WVBB
- Elliston-Lafayette, Virginia; United States;
- Broadcast area: Roanoke metropolitan area
- Frequency: 97.7 MHz
- Branding: The Vibe 100.1 & 97.7

Programming
- Format: Urban adult contemporary
- Affiliations: Premiere Networks

Ownership
- Owner: Mel Wheeler, Inc.
- Sister stations: WFIR, WSLC-FM, WSLQ, WPLI, WPLY, WVBE-FM, WXLK, WZZU

History
- First air date: 1983
- Former call signs: WRON-FM (1983–2008); WKCJ (2008–2011);
- Call sign meaning: Vibe

Technical information
- Licensing authority: FCC
- Facility ID: 54597
- Class: A
- ERP: 260 watts
- HAAT: 470 meters (1,540 ft)
- Transmitter coordinates: 37°18′30.0″N 80°09′46.0″W﻿ / ﻿37.308333°N 80.162778°W

Links
- Public license information: Public file; LMS;
- Webcast: Listen live
- Website: vibe100.com

= WVBB =

Radio station in Elliston-Lafayette, Virginia

WVBB (97.7 FM) is a commercial radio station licensed to Elliston-Lafayette, Virginia, United States, and serving the Roanoke metropolitan area. Owned by Mel Wheeler, Inc., the station airs an urban adult contemporary format simulcast with WVBE-FM in Lynchburg, with studios on Electric Road in Roanoke.

WVBB's transmitter is sited off Mountain Park Drive in Salem, Virginia, on Fort Lewis Mountain.

==History==
The station signed on the air in 1983. Its original call sign was WRON-FM.

All Access reported on September 20, 2007 that Todd P. Robinson, Inc.'s WKCJ would be swapped to Radio Greenbrier, Inc. for WRON-FM (now on 103.1). The swap took place on August 1, 2008. WKCJ applied to move its city of license south to Elliston-Lafayette, and put its tower on Fort Lewis Mountain, about 10 miles east of Roanoke.

The swap ensured that when Todd P. Robinson, Inc. moved the 97.7 frequency, WRON-FM 103.1 would continue to serve Greenbrier County, West Virginia.

On Wednesday, July 13, 2011, Roanoke, Virginia–based Mel Wheeler, Inc. agreed to purchase the station for $675,000. A new application was filed to move the signal to Elliston-Lafayette, on Fort Lewis Mountain, broadcasting 260 watts, but from a height of 1542 feet.

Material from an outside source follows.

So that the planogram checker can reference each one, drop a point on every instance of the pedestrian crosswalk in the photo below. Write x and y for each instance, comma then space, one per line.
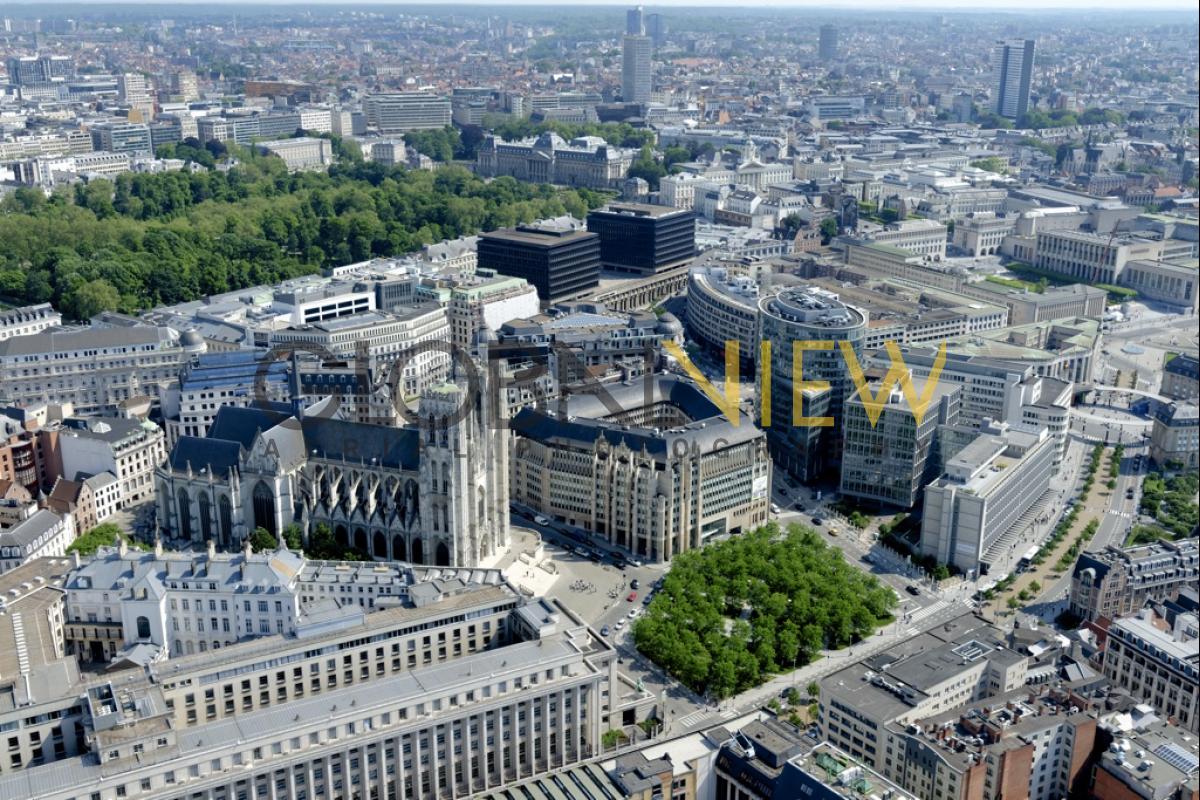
928, 611
695, 717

On December 2, 2011, Mel Wheeler, Inc. took ownership and control of WKCJ and began simulcasting the Urban Adult Contemporary format also on WVBE-FM 100.1 in Lynchburg, Virginia. On December 9, 2011, the call sign on 97.7 was changed to WVBB. The station has been an almost fulltime simulcast of WVBE since then. It breaks off to serve as the Roanoke-area network affiliate for Virginia Cavaliers football and men's basketball.